App di incontri: più delle metà ha problemi con la privacy!

App di incontri: più delle metà ha problemi con la privacy!

Da uno studio condotto da Avast la privacy degli utenti di queste app è veramente a rischio

Da quando è esplosa la pandemia da Coronavirus, che ha impedito o comunque ristretto le occasioni di trovare l'anima gemella nella vita reale, si è registrato un vero e proprio boom delle app di dating. Tutto ciò, a detta di Mozilla Foudation e di Avast, ha un risvolto negativo per circa il 70% della app di incontri ha un problema nella gestione dei dati personali degli utenti, ovvero problemi legati al rispetto della privacy.

E' in realtà un problema non da poco poichè non è raro che quando due profili iniziano a "frequentarsi" possano scambiarsi foto o video molto intimi tramite l’app stessa. Se questi dati non sono tutelati al 100%, quindi...è un bel problema. A rischiare sono anche gli sviluppatori delle app stesse. Basti pensare al caso di Grindr: l’app di dating dedicata agli uomini omosessuali, bisessuali e transessuali è stata multata dal Garante della Privacy in Norvegia per ben 10 milioni di euro, poiché la sua gestione dei dati personali degli utenti non è conforme a quanto previsto dalla normativa europea sulla privacy, il famoso GDPR.

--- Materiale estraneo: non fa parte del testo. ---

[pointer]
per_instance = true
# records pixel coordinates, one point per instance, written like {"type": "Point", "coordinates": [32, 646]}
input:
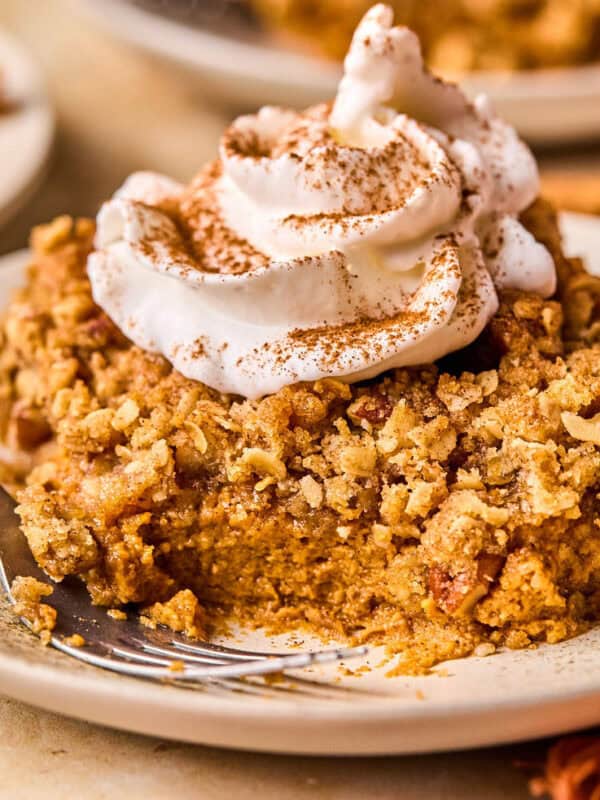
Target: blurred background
{"type": "Point", "coordinates": [150, 84]}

Dating e privacy: facciamo chiarezza

La società di cybersicurezza Avast ha preso in mano la guida per gli acquisti “Privacy Not Included” redatta da Mozilla Foundation e ne ha evidenziato alcune criticità della gestione della privacy da parte delle app di dating.
Ne emerge un quadro davvero poco rassicurante, e il problema è veramente di facile comprendonio: poichè quest app si basano sul "match" dei profili, ovvero sulla ricerca delle affinità tra gli utenti. E' quindi logico che è più facile da realizzare se maggiori sono le informazione a disposizione delle app sugli utenti.

Di conseguenza queste app si basano su una raccolta massiccia di dati degli iscritti, che è anche la loro fonte di guadagno principale perché poi tali dati vengono rivenduti in forma anonima a società terze.

Oltre a quello della privacy,  c'è un altro problema e mica da poco quando si parla di app di dating: cioè quello dei data breach, cioè dei furti di dati degli utenti da parte degli hacker. A gennaio 2020 ci fu un caso gigantesco: 70.000 foto di donne iscritte su Tinder sono state messe in vendita sul dark web, insieme a 16.000 ID utente unici.